Di pihak korban, kuasa hukum Rizky Febryan menyebut jumlah korban yang terdata baru sebagian kecil, sekitar 10 orang dengan kerugian sementara Rp2 miliar. Namun, berdasarkan grup percakapan, jumlah peserta arisan dapat mencapai 300 hingga 450 orang.
"Total kerugian bisa puluhan miliar,” ungkap Rizky. Ia menekankan bahwa para korban tidak hanya butuh janji lisan, melainkan "hitam di atas putih" mengenai mekanisme pengembalian dana. Pertemuan lanjutan akan digelar besok untuk menentukan pola recovery dana yang dianggap masuk akal oleh korban.
Sementara itu, Kasat Reskrim Polresta Samarinda AKP Agus Setyawan membenarkan kehadiran pihaknya di lokasi untuk mencegah situasi di lapangan semakin memanas dan menjaga ketertiban.
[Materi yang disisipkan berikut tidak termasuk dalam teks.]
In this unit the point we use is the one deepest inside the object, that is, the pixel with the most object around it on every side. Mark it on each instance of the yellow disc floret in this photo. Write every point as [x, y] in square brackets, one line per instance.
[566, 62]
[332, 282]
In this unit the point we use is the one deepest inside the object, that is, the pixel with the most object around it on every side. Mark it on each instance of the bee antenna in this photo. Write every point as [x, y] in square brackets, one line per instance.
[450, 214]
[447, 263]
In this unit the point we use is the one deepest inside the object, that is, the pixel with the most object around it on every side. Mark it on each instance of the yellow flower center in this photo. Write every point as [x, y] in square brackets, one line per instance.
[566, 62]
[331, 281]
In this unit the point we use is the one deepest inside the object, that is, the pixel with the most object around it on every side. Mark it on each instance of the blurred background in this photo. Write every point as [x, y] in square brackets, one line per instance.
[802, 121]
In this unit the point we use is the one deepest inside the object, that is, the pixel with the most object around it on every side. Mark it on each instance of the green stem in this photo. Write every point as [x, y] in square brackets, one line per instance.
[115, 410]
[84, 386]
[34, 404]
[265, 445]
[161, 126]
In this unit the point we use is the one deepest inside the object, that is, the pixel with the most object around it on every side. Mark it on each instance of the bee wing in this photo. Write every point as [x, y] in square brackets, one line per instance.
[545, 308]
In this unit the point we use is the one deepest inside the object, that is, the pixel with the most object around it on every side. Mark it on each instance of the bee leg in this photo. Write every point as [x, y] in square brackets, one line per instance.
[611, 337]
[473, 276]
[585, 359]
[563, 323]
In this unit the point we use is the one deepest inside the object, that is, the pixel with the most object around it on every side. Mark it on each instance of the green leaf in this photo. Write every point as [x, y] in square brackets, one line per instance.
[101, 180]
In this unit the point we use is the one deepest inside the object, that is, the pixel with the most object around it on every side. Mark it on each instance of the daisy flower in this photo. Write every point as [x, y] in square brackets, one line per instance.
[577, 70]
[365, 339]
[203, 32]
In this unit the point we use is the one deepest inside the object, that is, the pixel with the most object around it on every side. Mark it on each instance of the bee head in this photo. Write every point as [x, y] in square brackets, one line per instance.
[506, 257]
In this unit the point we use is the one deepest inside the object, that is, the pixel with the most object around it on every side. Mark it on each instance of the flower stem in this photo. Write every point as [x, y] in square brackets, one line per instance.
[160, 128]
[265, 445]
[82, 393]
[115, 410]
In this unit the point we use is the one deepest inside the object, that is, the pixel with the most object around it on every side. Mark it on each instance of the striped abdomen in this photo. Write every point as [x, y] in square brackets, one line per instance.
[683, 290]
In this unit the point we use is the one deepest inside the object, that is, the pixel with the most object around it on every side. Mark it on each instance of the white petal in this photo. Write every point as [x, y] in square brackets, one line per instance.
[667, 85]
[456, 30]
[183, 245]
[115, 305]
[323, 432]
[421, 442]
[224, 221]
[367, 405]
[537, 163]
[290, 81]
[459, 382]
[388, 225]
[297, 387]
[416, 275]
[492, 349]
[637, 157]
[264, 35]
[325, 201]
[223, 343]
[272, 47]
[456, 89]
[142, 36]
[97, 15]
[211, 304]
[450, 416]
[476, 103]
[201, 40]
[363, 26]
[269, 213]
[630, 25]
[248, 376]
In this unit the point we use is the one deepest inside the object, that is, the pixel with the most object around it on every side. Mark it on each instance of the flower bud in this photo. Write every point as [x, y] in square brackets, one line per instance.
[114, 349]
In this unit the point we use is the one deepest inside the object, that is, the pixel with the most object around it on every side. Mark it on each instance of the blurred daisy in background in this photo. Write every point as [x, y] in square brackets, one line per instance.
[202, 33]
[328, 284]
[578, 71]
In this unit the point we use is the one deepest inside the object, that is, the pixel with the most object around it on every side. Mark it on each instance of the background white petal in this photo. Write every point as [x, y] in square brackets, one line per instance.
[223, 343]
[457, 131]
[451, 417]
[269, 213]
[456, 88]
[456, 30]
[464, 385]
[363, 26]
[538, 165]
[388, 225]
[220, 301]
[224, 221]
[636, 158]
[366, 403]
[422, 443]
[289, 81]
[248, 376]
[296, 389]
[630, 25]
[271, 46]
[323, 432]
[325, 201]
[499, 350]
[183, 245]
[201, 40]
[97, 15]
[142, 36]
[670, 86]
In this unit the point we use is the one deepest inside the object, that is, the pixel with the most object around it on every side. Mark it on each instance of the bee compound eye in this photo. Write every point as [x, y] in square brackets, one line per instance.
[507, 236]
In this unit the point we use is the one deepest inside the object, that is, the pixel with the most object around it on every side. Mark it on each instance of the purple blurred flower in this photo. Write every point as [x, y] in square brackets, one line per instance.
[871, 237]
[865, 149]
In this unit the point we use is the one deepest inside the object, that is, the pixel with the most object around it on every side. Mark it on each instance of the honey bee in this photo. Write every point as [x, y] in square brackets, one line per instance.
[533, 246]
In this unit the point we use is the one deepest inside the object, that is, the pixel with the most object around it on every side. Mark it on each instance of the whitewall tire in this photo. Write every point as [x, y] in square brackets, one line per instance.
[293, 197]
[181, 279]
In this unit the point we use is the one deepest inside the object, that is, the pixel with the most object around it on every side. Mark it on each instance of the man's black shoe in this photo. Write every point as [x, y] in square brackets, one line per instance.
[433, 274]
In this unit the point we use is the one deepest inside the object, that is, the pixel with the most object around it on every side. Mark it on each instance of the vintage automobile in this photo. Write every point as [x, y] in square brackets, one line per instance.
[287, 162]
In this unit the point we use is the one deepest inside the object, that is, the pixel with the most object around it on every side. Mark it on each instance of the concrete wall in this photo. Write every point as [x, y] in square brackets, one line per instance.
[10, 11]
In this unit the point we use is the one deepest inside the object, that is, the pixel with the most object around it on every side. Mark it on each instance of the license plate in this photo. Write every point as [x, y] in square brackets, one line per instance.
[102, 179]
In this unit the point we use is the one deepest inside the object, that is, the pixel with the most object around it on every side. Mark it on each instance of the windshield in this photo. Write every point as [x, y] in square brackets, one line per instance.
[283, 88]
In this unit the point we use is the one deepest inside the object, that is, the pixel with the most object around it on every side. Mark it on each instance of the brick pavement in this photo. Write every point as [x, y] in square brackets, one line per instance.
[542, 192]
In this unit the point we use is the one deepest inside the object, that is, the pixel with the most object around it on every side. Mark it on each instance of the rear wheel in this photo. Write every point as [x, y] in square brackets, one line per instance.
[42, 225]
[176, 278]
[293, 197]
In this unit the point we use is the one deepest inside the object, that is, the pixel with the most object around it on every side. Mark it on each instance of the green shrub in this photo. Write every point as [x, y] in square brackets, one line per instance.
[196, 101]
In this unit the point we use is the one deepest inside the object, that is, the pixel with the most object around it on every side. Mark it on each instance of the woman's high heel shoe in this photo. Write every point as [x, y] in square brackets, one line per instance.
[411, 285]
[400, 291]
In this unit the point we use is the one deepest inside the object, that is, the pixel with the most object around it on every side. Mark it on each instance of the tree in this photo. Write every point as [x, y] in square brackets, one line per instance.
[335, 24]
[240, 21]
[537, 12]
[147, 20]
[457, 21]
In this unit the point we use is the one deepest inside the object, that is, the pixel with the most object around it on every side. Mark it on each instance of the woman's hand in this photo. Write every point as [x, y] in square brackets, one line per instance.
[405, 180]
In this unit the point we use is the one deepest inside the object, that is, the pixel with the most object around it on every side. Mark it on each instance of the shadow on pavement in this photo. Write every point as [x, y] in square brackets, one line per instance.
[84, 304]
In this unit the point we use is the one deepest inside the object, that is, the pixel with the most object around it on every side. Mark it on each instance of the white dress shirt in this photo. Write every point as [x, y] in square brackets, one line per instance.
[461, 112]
“Kami hadir untuk memediasi agar tidak muncul tindakan main hakim sendiri. Kesepakatan awal sudah ada, bahwa pihak owner bersedia mengembalikan dana. Tinggal menunggu pendataan yang lebih lengkap,” jelasnya. Agus menegaskan, jika kesepakatan nantinya tidak berjalan, jalur hukum tetap terbuka.
“Kalau mediasi gagal, laporan pidana tetap bisa diproses. Kami ingatkan semua pihak untuk tetap tertib dan mengikuti prosedur hukum,” pungkasnya. (kis)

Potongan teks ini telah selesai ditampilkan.